After I was finished, I felt a strange sense of peace. And I felt Jesus whisper to me, “That is what I want you to bring to them tonight, but you couldn’t stand before them and speak on it without feeling it and submitting to it first”.
Now, I know there are a lot worse things to be frustrated with God about than not knowing what to speak on in front of people. But God used this to reveal the wonderful truth of being completely honest with him and sometimes that means getting a little heated.
He already knows your heart, your frustrations, even your doubts. Why withhold them from Him and pretend they aren’t there? Do you think it’s more disrespectful to reveal your honest thoughts about something to the God who knows them already? Or to choose not to open up and get your frustrations out to the God who already sees them building up and creating a void between you and Him, simply because you won’t voice it.

When we choose to not be completely honest with God in our prayers, when he already knows our heart, it is more insulting to Him than it is glorifying.

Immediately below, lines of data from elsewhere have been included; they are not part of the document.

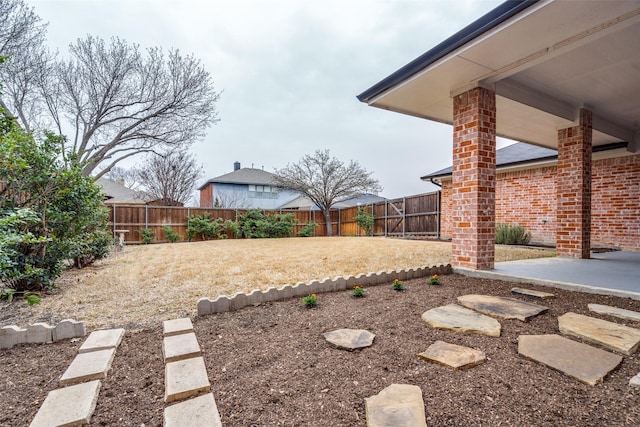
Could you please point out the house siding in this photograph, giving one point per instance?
(528, 198)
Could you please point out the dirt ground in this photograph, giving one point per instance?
(270, 366)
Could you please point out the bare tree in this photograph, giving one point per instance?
(326, 181)
(22, 36)
(170, 177)
(113, 99)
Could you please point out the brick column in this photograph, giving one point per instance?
(474, 174)
(573, 236)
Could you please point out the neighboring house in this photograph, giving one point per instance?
(526, 193)
(244, 188)
(304, 203)
(116, 193)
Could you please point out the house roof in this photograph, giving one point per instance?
(118, 193)
(521, 153)
(243, 176)
(544, 60)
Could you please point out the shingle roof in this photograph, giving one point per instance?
(514, 154)
(243, 176)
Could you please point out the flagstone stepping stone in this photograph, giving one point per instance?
(178, 347)
(506, 308)
(453, 356)
(399, 405)
(452, 317)
(88, 366)
(101, 340)
(185, 378)
(635, 381)
(69, 406)
(350, 339)
(615, 311)
(177, 326)
(580, 361)
(532, 293)
(608, 334)
(200, 411)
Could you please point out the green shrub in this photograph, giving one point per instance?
(307, 230)
(170, 235)
(364, 220)
(208, 228)
(146, 234)
(511, 235)
(255, 224)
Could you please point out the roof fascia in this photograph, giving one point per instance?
(482, 25)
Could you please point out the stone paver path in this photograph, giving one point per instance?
(620, 313)
(452, 317)
(506, 308)
(69, 406)
(399, 405)
(74, 405)
(453, 356)
(581, 361)
(532, 293)
(350, 339)
(608, 334)
(186, 377)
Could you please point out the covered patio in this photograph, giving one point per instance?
(557, 74)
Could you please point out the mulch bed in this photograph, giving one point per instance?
(270, 366)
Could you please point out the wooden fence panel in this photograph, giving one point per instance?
(413, 215)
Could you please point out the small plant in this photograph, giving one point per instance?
(171, 235)
(8, 294)
(397, 285)
(310, 300)
(364, 220)
(357, 291)
(307, 230)
(146, 234)
(512, 235)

In learning from David’s example in this, we must also follow his example of when he cries out in frustration and confusion to God. He always ends with reminding Himself of the truths he knows about God and he chooses to have faith in that situation, that God will come through.
“Awake! Why do you sleep, O Lord? Arise! Do not cast us off forever. Why do you hide your face, and forget our affliction and our oppression? We are brought down to the dust; our bodies cling to the ground. Rise up and help us; redeem us because of your unfailing love.” Psalm 44:23-24
It’s okay to not understand why things are going the way they are. And even the ‘strongest’ Christians have doubts. It’s better to cry out for answers to the God who holds the world in His hands, than not try at all and be left with no answers because you never honestly asked.

Maybe it’s time for you to get real with God. I mean really knock down, drag out real.
I know it was time for me to, in more ways than one.